A Revista Domingueira da Saúde é uma publicação semanal do Instituto de Direito Sanitário - IDISA em homenagem ao Gilson Carvalho, o idealizador e editor durante mais de 15 anos da Domingueira da Saúde na qual encaminhava a mais de 10 mil pessoas informações e comentários a respeito do Sistema Único de Saúde e em especial de seu funcionamento e financiamento. Com a sua morte, o IDISA, do qual ele foi fundador e se manteve filiado durante toda a sua existência, com intensa participação, passou a cuidar da Domingueira hoje com mais de 15 mil leitores e agora passa a ter o formato de uma Revista virtual.

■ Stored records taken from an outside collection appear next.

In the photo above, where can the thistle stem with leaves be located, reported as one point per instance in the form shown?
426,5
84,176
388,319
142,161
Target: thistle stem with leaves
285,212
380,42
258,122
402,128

A Revista Domingueira continuará o propósito inicial de Gilson Carvalho de manter todos informados a respeito do funcionamento e financiamento e outros temas da saúde pública brasileira.

Editores Chefes
Áquilas Mendes
Francisco Funcia
Lenir Santos

Conselho Editorial
Élida Graziane Pinto
Marcia Scatolin
Nelson Rodrigues dos Santos
Thiago Lopes Cardoso campos
Valéria Alpino Bigonha Salgado

ISSN 2525-8583



Domingueira Nº 09 - Março 2020

Índice

  1. Coronavírus, Saúde e Estado - por Lenir Santos

Coronavírus, Saúde e Estado

Por Lenir Santos


A disseminação global da doença causada pelo coronavírus, classificada até agora pela Organização Mundial de Saúde (OMS) como de risco muito alto, certamente colocará em xeque os sistemas de saúde dos estados-partes pela exigência de respostas capazes tanto de prevenção coletiva quanto de assistência individual.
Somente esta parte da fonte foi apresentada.